Initially, Isner seemed to be feeling the effects of his second-round match which culminated on Friday in a five-set win over fellow American Ryan Harrison. 35-year-old Haas rolled back the years and justified his No.12 seeding and looked to be cruising into the second week, particularly when he got a read on Isner’s service from the deuce court in the 12th game of the fourth set with the giant American serving to stay in the match.
Nine times Haas carved out a match point, and nine times Isner saved it once he was back serving from the Ad court. That was already enough to equal the Grand Slam record of match points saved, but Isner then went on to add another three in the tie-break, including one at 8-7 where Haas agonizingly double-faulted for the ninth time in the match.
Big bad John took the breaker 12-10 and raced into a 3-0 lead in the final set, but the spirit of Mahut was obviously present on No.1 court and we were not about to let this match tail off into a “normal” conclusion. Back Haas came to level matters at 4-4, and after Isner missed a match point of his own at 4-5, 30-40, we went into extra time. At deuce in the 17th game, the American’s arm began to tremble, and seven points later Haas was into the fourth round, as relieved as he was tired, while Isner took the defeat with his customary good grace.
After a day’s rest, the veteran German will take on Mikhail Youzhny, who made it through to the quarter-finals here three years ago en route to his sole foray into the top 10 rankings, is one step away from emulating that last eight appearance after upsetting No.8 seed Janko Tipsarevic. The Russian was solid on both his first and second services, so much so that the Serb did not create a single break point until the third set. Youzhny duly saved them, all three, and rounded out the match with aplomb, 6-4, 6-4, 6-3 in four minutes over the two-hour mark.
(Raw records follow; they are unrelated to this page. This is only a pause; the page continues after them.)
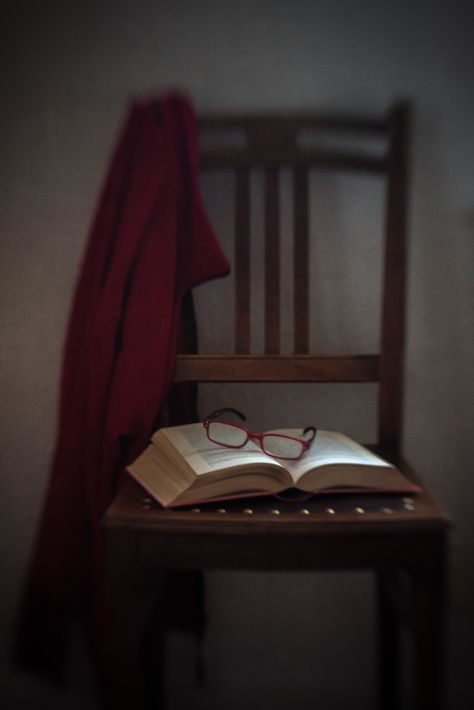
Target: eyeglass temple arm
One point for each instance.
(313, 431)
(225, 410)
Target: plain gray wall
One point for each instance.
(68, 71)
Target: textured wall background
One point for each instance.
(68, 71)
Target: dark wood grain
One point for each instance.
(388, 537)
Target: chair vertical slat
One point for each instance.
(393, 305)
(301, 260)
(242, 261)
(272, 261)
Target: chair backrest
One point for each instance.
(273, 143)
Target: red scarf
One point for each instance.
(150, 243)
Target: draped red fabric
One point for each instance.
(150, 242)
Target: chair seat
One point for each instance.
(313, 534)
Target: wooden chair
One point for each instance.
(403, 542)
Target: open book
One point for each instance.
(181, 466)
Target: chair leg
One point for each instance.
(429, 612)
(388, 647)
(122, 677)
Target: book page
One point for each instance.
(331, 448)
(205, 457)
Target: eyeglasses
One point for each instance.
(234, 436)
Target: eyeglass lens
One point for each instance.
(281, 447)
(274, 445)
(226, 434)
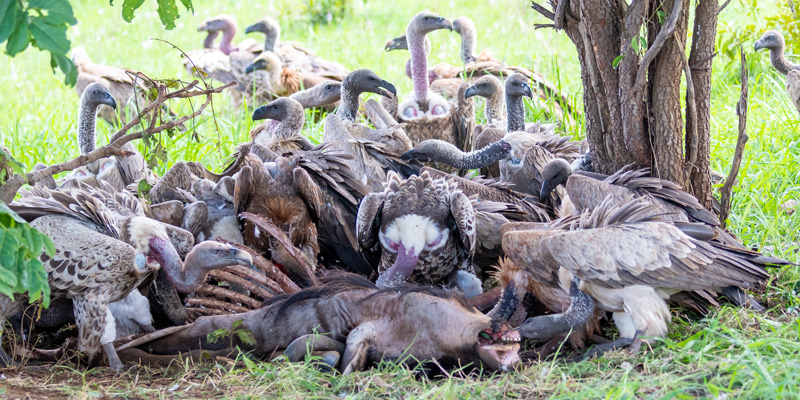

"At 1-4 down in the fifth, I thought it wasn't looking good," said Haas. "It was crazy - a big rollercoaster with not many thoughts in between. This is a great match to have been a part of, especially against someone who is very used to these kind of matches. Unfortunately someone has to lose, and I think it would have been more upsetting for me having had so many chances to win in the fourth set."